L’intelligence ne se limite pas à une seule dimension rationnelle ou cognitive.[2] Elle s’exprime de manière plurielle au travers de la sensibilité artistique, la créativité, la coopération, la maîtrise du geste, l’adaptation, ou encore dans la capacité à comprendre l’autre et à se comprendre soi-même. Pourtant, nos sociétés valorisent principalement certaines formes celles qui se traduisent dans la compétition scolaire, la réussite économique ou la maîtrise technologique, rejetant dans l’ombre d’autres manières d’être intelligent ou de pratiquer l’intelligence, empêchant celles-ci de s’exprimer ou de se dévoiler.

C’est pourquoi il nous semblerait important de reconnaître ces intelligences invisibilisées, afin de redonner leur légitimité ou lettres de noblesses à des savoirs souvent marginalisés : ceux des artisans, des artistes, des personnes qui agissent avec leur corps, leur intuition ou leur expérience vécue. C’est aussi repenser les logiques éducatives et sociales qui continuent de privilégier la performance individuelle au détriment de la coopération, de l’écoute ou de la créativité collective.

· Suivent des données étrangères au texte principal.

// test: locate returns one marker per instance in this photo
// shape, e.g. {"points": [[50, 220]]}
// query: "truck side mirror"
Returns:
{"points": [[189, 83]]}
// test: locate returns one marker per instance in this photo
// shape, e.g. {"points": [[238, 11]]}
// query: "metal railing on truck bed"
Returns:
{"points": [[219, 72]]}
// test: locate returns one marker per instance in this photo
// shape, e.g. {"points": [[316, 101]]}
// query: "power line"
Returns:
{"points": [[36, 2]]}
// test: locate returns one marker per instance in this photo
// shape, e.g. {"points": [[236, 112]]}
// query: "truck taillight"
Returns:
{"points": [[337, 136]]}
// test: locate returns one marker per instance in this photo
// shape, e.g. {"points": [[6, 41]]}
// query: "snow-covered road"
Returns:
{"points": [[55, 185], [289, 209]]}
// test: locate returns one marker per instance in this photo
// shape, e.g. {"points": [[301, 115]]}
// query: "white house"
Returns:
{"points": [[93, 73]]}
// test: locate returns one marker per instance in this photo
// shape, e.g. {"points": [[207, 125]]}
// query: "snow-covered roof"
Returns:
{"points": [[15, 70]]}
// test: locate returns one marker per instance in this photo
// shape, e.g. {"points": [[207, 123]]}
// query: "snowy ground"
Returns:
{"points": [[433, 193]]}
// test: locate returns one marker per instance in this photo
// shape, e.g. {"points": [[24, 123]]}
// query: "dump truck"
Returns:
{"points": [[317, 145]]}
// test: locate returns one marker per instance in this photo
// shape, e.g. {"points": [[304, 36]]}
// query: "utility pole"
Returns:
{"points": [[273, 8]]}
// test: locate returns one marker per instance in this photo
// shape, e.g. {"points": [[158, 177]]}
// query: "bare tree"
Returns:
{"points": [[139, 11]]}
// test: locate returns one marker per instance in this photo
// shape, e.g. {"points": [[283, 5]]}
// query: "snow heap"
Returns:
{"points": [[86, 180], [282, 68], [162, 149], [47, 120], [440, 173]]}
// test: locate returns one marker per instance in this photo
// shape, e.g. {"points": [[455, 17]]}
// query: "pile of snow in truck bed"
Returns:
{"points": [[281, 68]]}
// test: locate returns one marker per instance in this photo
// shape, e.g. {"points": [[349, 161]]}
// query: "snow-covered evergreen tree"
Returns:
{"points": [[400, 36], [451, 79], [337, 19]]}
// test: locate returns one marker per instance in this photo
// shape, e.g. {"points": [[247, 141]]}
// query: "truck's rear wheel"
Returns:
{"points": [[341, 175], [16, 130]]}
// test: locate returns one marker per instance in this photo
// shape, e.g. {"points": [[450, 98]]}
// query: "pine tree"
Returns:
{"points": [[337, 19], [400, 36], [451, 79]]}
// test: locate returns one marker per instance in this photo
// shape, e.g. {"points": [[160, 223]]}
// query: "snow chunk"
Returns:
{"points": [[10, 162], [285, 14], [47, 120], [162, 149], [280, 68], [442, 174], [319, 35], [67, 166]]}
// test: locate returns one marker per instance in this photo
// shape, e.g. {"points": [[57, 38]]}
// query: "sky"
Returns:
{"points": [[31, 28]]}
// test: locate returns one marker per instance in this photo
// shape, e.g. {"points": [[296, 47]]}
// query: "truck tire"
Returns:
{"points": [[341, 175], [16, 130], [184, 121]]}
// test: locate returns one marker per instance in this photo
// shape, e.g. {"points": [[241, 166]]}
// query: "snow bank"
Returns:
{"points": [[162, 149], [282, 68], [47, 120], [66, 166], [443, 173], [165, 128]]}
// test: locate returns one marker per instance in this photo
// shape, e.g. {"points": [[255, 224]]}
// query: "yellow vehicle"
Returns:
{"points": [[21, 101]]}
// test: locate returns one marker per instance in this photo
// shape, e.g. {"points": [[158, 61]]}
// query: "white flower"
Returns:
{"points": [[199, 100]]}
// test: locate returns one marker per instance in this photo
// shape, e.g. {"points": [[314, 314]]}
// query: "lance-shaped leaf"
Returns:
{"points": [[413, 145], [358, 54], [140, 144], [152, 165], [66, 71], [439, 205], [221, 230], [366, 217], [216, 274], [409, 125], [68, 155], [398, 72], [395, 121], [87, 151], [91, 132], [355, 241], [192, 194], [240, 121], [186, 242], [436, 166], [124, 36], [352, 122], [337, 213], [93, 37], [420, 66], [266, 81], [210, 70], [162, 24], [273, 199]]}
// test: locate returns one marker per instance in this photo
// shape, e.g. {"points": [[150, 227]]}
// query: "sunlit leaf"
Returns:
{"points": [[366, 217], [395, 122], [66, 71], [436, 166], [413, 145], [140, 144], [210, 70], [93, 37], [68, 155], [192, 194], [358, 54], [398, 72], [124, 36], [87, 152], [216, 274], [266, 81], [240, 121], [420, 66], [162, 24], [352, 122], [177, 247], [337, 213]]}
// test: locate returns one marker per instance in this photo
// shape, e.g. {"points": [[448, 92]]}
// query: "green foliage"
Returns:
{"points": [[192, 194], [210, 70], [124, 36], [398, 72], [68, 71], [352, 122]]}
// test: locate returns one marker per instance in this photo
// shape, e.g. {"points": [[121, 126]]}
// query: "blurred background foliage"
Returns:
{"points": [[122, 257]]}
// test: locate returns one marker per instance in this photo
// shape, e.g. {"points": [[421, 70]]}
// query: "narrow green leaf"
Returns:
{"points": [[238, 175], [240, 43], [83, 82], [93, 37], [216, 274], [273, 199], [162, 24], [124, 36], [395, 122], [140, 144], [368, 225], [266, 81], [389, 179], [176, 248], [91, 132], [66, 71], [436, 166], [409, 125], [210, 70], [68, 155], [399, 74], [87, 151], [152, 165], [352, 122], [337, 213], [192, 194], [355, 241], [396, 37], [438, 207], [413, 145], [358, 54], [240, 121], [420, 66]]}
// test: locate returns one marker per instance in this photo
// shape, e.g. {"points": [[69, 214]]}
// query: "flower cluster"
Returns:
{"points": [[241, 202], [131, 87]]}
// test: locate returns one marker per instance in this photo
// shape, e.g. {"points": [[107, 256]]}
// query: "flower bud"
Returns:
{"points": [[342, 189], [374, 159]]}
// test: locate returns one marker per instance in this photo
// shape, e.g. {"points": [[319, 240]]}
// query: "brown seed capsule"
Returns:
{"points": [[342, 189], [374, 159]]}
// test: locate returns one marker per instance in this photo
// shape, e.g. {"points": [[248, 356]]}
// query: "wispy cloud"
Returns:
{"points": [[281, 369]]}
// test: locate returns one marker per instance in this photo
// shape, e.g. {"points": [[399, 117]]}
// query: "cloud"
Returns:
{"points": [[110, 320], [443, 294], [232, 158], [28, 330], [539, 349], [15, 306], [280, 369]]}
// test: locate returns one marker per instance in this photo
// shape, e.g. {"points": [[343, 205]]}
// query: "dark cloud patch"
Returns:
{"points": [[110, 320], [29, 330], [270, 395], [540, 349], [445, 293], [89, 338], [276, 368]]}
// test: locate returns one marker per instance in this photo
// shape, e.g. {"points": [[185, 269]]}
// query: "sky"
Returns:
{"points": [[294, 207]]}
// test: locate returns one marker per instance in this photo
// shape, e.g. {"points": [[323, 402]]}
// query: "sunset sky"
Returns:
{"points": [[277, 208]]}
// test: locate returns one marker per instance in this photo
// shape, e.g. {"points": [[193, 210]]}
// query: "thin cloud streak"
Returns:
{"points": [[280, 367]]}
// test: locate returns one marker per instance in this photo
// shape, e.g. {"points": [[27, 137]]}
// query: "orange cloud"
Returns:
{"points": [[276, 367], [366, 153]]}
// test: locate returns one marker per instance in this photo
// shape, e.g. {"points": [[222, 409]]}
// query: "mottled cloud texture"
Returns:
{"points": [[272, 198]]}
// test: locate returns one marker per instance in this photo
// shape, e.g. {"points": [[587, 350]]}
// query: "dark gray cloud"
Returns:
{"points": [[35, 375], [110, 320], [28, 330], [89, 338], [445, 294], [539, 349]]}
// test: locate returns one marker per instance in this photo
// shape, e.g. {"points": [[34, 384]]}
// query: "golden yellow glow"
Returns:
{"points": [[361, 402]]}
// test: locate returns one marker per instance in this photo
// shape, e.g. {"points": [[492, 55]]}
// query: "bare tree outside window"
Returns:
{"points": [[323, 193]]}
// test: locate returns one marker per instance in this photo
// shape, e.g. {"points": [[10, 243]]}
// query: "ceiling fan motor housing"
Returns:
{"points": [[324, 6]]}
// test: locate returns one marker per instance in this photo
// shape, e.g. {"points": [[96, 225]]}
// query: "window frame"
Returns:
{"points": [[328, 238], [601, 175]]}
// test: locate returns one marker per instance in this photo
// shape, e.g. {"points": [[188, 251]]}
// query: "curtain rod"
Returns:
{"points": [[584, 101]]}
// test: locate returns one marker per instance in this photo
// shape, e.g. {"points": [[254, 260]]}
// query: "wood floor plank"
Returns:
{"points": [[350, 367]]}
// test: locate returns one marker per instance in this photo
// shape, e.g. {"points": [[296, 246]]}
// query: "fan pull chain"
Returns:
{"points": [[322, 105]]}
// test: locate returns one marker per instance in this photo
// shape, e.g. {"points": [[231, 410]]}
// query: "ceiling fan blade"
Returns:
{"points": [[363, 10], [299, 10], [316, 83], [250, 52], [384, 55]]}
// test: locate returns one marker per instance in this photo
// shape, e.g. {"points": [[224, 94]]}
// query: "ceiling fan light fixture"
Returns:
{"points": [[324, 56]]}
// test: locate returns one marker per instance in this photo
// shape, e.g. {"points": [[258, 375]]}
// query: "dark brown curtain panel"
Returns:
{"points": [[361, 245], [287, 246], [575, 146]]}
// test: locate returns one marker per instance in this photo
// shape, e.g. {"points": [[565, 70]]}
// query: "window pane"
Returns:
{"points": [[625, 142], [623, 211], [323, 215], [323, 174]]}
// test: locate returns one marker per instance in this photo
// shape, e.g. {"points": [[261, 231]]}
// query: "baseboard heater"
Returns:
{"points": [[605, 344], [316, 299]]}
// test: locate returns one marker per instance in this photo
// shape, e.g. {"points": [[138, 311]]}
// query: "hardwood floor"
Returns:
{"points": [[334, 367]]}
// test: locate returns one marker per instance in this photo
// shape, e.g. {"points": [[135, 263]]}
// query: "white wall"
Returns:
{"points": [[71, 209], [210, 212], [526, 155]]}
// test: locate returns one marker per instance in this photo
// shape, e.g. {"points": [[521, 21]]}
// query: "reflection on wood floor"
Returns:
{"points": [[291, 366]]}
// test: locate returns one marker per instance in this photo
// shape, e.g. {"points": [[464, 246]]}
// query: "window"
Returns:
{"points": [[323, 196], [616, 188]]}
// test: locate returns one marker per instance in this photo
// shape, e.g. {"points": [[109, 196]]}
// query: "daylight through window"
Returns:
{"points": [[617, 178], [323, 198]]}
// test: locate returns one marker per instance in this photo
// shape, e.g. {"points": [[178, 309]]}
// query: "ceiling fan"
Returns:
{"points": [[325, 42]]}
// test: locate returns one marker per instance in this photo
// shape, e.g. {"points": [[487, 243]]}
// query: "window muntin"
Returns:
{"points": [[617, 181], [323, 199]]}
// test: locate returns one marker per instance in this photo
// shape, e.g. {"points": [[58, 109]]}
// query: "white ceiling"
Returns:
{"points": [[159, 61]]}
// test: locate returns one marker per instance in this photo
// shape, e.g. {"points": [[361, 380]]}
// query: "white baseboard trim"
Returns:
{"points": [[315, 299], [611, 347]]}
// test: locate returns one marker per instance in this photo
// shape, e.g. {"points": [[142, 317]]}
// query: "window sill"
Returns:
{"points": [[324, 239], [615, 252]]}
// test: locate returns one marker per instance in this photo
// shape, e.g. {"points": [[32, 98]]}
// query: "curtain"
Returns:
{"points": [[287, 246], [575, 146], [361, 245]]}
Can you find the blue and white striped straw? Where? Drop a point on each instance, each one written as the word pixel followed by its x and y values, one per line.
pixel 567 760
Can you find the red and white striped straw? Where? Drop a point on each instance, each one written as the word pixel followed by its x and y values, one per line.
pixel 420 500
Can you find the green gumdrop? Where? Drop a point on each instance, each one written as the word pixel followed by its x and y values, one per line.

Penser les différentes formes d’intelligence, c’est enfin accepter que la pensée ne soit pas toujours abstraite : qu’elle puisse être incarnée, émotionnelle, ou même non humaine. Admettre que la ruse, l’adaptation ou la capacité à collaborer sont aussi des expressions de l’intelligence, c’est ouvrir la voie à une réflexion plus inclusive. En somme, aborder cette question revient à interroger notre propre rapport à la diversité des esprits et aux multiples façons de comprendre le monde. Monde, rappelons-le, capitaliste ! Ne serions-nous pas amenés à penser que l’intelligence devrait générer des profits et que cela serait la raison pour laquelle, d’autres formes seraient invisibilisées ?

Nous l’aurons donc compris, ou deviné, il y aurait donc des intelligences multiples, ainsi que des approches humanistes et plurielles.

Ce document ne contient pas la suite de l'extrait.